Europe is usually the first place American and Australian backpackers travel. And with good reason: Modern, sophisticated and filled with English-speaking people, Europe is similar enough to other developed regions not to induce culture shock, but unique enough to captivate your senses. My Europe travel guides provide you with detailed information and advice about things to do in Europe, and personal stories of my own experiences traveling in Europe.
Since my first trip there in 2005, I’ve been to Europe on seven subsequent separate occasions, and consider myself something of a Europe travel expert. Click through the individual country guides on the right, or read on to learn general information about how to plan a trip to Europe.
Passports and Immigration in Europe
Thanks to the establishment of the European Union – and, more specifically, the Schengen agreement – travel within Europe is extremely easy, from an immigration perspective. If you stay within the boundaries of the Schengen area, which encompasses the UK, Ireland and most of continental Europe, you need only present your passport when your plan lands and when it departs, which is convenient, although you won’t have as many passport stamps as you might’ve two decades ago.
It’s important to understand, however, that not every countries technically in Europe is part of this agreement. Most notably, citizens of countries like the US, UK and Australia will need visas to enter Russia and other countries of the former Soviet bloc.
The Euro: Which Countries Use It?
Just as the Schengen Area doesn’t encompass all of Europe, not all countries that are part of the EU use the euro as currency. Presently, European countries which use the euro are as follow (see map):
Notable exceptions to Euro usage include the UK, which still uses the British pound, and Switzerland, which still uses the Swiss franc. Likewise, just as Russia and former Soviet countries have not signed on to the Schengen agreement, they still use their own currencies.
Trains in Europe
Trains dominate ground transport within Europe, although several low-cost airlines – and a number of national “legacy” airlines – operate. Unless you can find a cheap ticket on one of the legacy airlines, I recommend taking the train. Although it usually takes more time than flying, it’s more comfortable, convenient and affordable than flying budget airlines in Europe.

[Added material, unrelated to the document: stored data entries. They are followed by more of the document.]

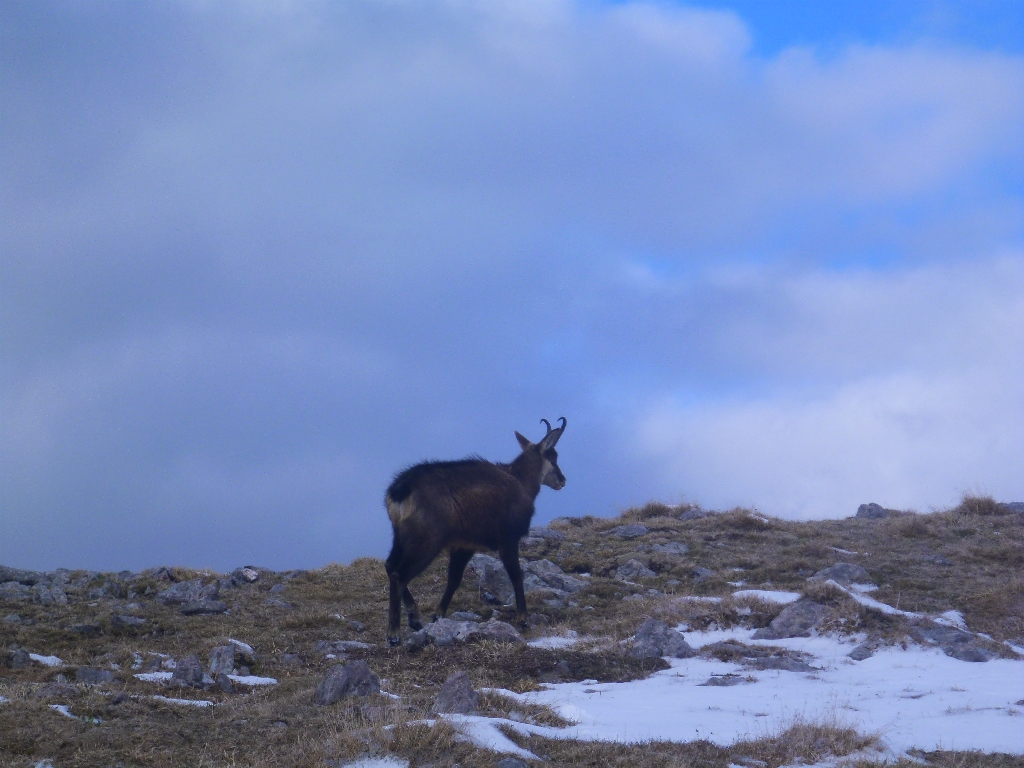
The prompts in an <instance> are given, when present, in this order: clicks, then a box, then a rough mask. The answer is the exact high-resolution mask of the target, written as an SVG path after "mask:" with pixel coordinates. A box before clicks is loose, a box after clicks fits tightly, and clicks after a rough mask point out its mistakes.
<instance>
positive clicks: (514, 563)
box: [498, 540, 526, 628]
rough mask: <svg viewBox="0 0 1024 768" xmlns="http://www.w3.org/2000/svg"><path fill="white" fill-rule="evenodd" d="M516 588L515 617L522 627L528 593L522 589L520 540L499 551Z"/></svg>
mask: <svg viewBox="0 0 1024 768" xmlns="http://www.w3.org/2000/svg"><path fill="white" fill-rule="evenodd" d="M498 554H499V555H501V558H502V562H503V563H504V564H505V570H506V571H508V574H509V579H511V580H512V589H514V590H515V617H516V621H517V622H518V623H519V626H520V627H523V628H525V626H526V595H525V593H523V591H522V568H521V567H519V542H518V540H516V541H515V542H514V543H513V544H511V545H510V546H508V547H503V548H502V549H501V550H499V552H498Z"/></svg>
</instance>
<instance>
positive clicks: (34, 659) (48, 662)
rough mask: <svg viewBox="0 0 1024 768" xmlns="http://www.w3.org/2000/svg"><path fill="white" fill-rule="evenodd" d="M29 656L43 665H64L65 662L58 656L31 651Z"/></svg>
mask: <svg viewBox="0 0 1024 768" xmlns="http://www.w3.org/2000/svg"><path fill="white" fill-rule="evenodd" d="M29 658H31V659H32V660H33V662H35V663H36V664H41V665H43V667H62V666H63V662H61V660H60V659H59V658H57V657H56V656H42V655H40V654H39V653H30V654H29Z"/></svg>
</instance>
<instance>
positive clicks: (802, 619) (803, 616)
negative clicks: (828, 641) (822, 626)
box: [754, 598, 828, 640]
mask: <svg viewBox="0 0 1024 768" xmlns="http://www.w3.org/2000/svg"><path fill="white" fill-rule="evenodd" d="M827 610H828V609H827V608H826V607H825V606H824V605H821V604H820V603H816V602H814V601H813V600H808V599H806V598H805V599H802V600H798V601H797V602H795V603H792V604H790V605H786V606H785V607H784V608H783V609H782V612H781V613H779V614H778V615H777V616H775V618H774V620H773V621H772V623H771V624H770V625H768V626H767V627H765V628H762V629H760V630H758V631H757V632H755V633H754V639H755V640H780V639H782V638H785V637H808V636H809V635H810V634H811V630H812V629H814V627H815V626H817V624H818V623H819V622H820V621H821V620H822V618H824V616H825V613H826V612H827Z"/></svg>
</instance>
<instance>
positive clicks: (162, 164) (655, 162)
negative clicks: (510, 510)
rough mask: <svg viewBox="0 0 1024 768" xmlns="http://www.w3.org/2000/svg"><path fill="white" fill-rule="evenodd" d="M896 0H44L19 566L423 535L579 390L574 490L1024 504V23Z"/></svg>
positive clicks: (705, 504)
mask: <svg viewBox="0 0 1024 768" xmlns="http://www.w3.org/2000/svg"><path fill="white" fill-rule="evenodd" d="M895 6H896V8H895V10H894V9H892V8H890V7H889V5H888V4H883V3H835V4H823V3H754V2H751V3H731V4H730V3H699V4H693V5H680V4H676V5H670V4H650V3H613V4H603V3H596V2H588V3H577V2H568V1H567V0H537V2H530V3H522V2H468V3H454V2H452V3H447V2H408V3H402V2H399V3H376V2H353V3H345V4H334V3H321V2H310V3H276V2H264V3H250V2H245V3H244V2H239V3H223V4H216V5H210V4H204V3H190V2H180V3H164V4H144V5H138V4H128V3H125V4H111V3H90V4H63V3H56V4H52V3H42V2H31V3H6V4H4V5H3V7H2V9H0V14H2V15H0V35H2V40H0V57H2V58H0V63H2V67H0V77H2V81H0V88H2V91H0V130H2V142H0V174H2V176H0V177H2V182H3V183H2V184H0V231H2V241H0V269H2V272H0V274H2V280H0V344H2V350H3V354H2V358H0V515H2V517H3V536H2V537H0V562H3V563H5V564H12V565H20V566H25V567H37V568H50V567H56V566H61V565H63V566H77V567H93V568H115V569H120V568H123V567H128V568H138V567H144V566H148V565H154V564H158V563H169V564H183V565H193V566H208V567H216V568H221V569H224V568H228V567H232V566H234V565H238V564H240V563H243V562H253V563H258V564H264V565H267V566H270V567H281V568H284V567H299V566H307V567H308V566H316V565H321V564H324V563H326V562H330V561H346V560H349V559H351V558H352V557H356V556H360V555H378V556H380V555H383V554H385V553H386V550H387V546H388V543H389V529H388V524H387V520H386V517H385V515H384V512H383V508H382V504H381V497H382V495H383V490H384V487H385V486H386V485H387V482H388V480H389V478H390V476H391V475H392V474H393V473H394V472H395V471H397V470H398V469H400V468H401V467H403V466H408V465H409V464H411V463H415V462H417V461H419V460H421V459H425V458H457V457H461V456H464V455H467V454H480V455H483V456H485V457H487V458H492V459H495V460H510V459H511V458H513V456H514V455H515V452H516V443H515V440H514V438H513V436H512V431H513V430H515V429H518V430H519V431H522V432H524V433H526V434H527V435H530V434H532V435H539V434H541V430H542V427H541V426H540V424H539V420H540V419H541V418H542V417H544V418H548V419H555V418H557V417H559V416H563V415H564V416H565V417H566V418H567V419H568V428H567V430H566V432H565V436H564V438H563V440H562V442H561V443H560V445H559V452H560V456H561V462H560V463H561V466H562V469H563V471H564V472H565V474H566V477H567V480H568V484H567V485H566V487H565V488H564V489H563V490H561V492H558V493H554V492H549V490H546V492H544V493H543V494H542V496H541V497H540V499H539V501H538V518H537V519H538V520H539V521H540V522H543V521H545V520H549V519H551V518H552V517H554V516H557V515H564V514H599V515H607V514H614V513H616V512H618V511H620V510H622V509H623V508H624V507H626V506H628V505H631V504H640V503H643V502H645V501H647V500H650V499H658V500H663V501H667V502H679V501H684V500H685V501H691V502H697V503H700V504H702V505H705V506H708V507H716V508H726V507H731V506H734V505H748V506H754V507H757V508H759V509H761V510H762V511H764V512H766V513H768V514H773V515H779V516H783V517H791V518H809V517H837V516H845V515H849V514H852V513H853V512H854V511H855V510H856V507H857V505H858V504H860V503H862V502H867V501H874V502H878V503H882V504H885V505H887V506H892V507H899V508H912V509H918V510H921V511H928V510H929V509H932V508H938V507H942V506H946V505H949V504H952V503H954V502H955V501H956V499H957V498H958V497H959V495H962V494H964V493H968V492H974V493H977V492H980V493H989V494H992V495H994V496H996V497H997V498H999V499H1004V500H1010V501H1012V500H1019V499H1024V472H1021V471H1020V464H1021V462H1020V457H1021V456H1024V255H1022V254H1024V251H1022V239H1024V238H1022V236H1024V187H1022V184H1021V181H1020V179H1021V178H1024V51H1022V49H1021V47H1022V46H1021V39H1020V37H1021V29H1022V28H1024V24H1022V23H1021V13H1022V12H1021V10H1020V9H1019V7H1018V5H1017V4H1012V3H995V2H992V3H984V2H982V3H972V4H967V3H928V2H909V3H900V4H895ZM823 9H827V12H825V11H824V10H823Z"/></svg>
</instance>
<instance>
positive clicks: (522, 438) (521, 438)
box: [515, 432, 534, 451]
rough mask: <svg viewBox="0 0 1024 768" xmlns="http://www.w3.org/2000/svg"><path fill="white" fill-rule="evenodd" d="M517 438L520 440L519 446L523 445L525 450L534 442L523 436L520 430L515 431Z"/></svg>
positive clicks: (519, 442)
mask: <svg viewBox="0 0 1024 768" xmlns="http://www.w3.org/2000/svg"><path fill="white" fill-rule="evenodd" d="M515 438H516V439H517V440H519V447H521V449H522V450H523V451H525V450H526V449H528V447H529V446H530V445H532V444H534V443H532V442H530V441H529V440H527V439H526V438H525V437H523V436H522V435H521V434H519V432H516V433H515Z"/></svg>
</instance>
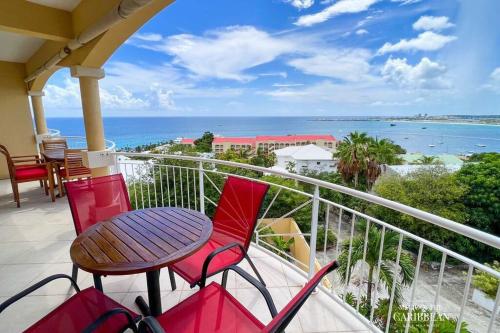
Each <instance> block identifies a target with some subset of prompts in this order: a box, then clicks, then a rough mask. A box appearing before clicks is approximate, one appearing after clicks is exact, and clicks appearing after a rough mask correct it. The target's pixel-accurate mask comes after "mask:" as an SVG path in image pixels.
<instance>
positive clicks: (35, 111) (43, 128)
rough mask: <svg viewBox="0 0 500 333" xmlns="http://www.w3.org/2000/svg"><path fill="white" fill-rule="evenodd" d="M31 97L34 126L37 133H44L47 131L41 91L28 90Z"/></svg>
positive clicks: (38, 133)
mask: <svg viewBox="0 0 500 333" xmlns="http://www.w3.org/2000/svg"><path fill="white" fill-rule="evenodd" d="M28 94H29V95H30V97H31V106H32V107H33V117H34V118H35V126H36V133H37V134H46V133H48V132H49V130H48V128H47V122H46V120H45V111H44V109H43V101H42V97H43V95H44V93H43V91H29V92H28Z"/></svg>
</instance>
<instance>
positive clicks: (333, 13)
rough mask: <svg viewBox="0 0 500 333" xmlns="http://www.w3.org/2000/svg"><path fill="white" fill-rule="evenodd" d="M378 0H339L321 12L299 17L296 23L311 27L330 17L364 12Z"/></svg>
mask: <svg viewBox="0 0 500 333" xmlns="http://www.w3.org/2000/svg"><path fill="white" fill-rule="evenodd" d="M377 1H378V0H339V1H337V2H335V3H334V4H332V5H330V6H328V7H326V8H325V9H323V10H322V11H321V12H318V13H315V14H310V15H303V16H301V17H299V19H298V20H297V21H296V22H295V25H298V26H304V27H309V26H312V25H315V24H318V23H322V22H325V21H328V20H329V19H331V18H333V17H335V16H338V15H341V14H352V13H360V12H364V11H366V10H368V8H370V6H371V5H373V4H374V3H375V2H377Z"/></svg>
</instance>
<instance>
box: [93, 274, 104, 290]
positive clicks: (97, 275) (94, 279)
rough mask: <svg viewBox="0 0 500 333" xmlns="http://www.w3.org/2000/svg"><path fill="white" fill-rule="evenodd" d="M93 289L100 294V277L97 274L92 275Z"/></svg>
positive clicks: (101, 288) (100, 280) (100, 279)
mask: <svg viewBox="0 0 500 333" xmlns="http://www.w3.org/2000/svg"><path fill="white" fill-rule="evenodd" d="M94 287H95V288H96V289H97V290H99V291H101V292H102V291H103V290H102V281H101V276H100V275H98V274H94Z"/></svg>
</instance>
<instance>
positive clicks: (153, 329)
mask: <svg viewBox="0 0 500 333" xmlns="http://www.w3.org/2000/svg"><path fill="white" fill-rule="evenodd" d="M139 332H140V333H166V332H165V330H164V329H163V327H161V325H160V323H159V322H158V321H157V320H156V319H155V318H154V317H145V318H144V319H143V320H142V321H141V322H140V323H139Z"/></svg>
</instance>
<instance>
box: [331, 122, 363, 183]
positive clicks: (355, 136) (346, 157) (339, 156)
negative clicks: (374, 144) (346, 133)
mask: <svg viewBox="0 0 500 333" xmlns="http://www.w3.org/2000/svg"><path fill="white" fill-rule="evenodd" d="M369 142H370V138H369V136H368V135H367V134H366V133H360V132H357V131H356V132H352V133H350V134H349V136H347V137H345V138H344V140H343V141H342V142H341V143H340V144H339V146H338V148H337V151H336V153H335V157H337V158H338V159H339V164H338V166H337V168H338V170H339V172H340V173H341V174H342V177H343V178H344V180H349V179H351V178H353V177H354V187H357V186H358V178H359V174H360V172H362V171H363V170H365V169H366V164H367V161H366V156H367V153H368V144H369Z"/></svg>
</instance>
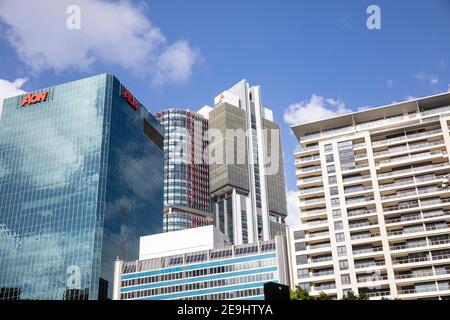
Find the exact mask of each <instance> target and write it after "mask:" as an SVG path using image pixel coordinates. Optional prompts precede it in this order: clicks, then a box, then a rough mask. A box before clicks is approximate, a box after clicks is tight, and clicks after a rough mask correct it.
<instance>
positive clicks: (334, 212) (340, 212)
mask: <svg viewBox="0 0 450 320" xmlns="http://www.w3.org/2000/svg"><path fill="white" fill-rule="evenodd" d="M341 217H342V213H341V209H335V210H333V218H335V219H338V218H341Z"/></svg>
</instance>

One big advantage of traveling Europe by rail is that you can purchase what’s called a “Eurail” pass, so long as you live reside outside of the E.U. Although Eurail passes don’t necessarily save you money, they are without a doubt the most convenient and flexible way to travel Europe.
The European Economic Crisis for Travelers
The majority of Europe has recently been gripped by economic crisis. While conventional wisdom suggests that this would be good for travelers – i.e. prices would drop – the effect is actually opposite in many cases, as local people in the most stricken countries look to travelers as a source of income.
It’s also important to remain vigilant when traveling in countries like Spain, Italy and Greece. Although most of the protests that have occurred in such countries are anti-government in nature and have little (if anything) to do with foreign travelers, you don’t want to get too involved with any demonstration you come upon in Europe.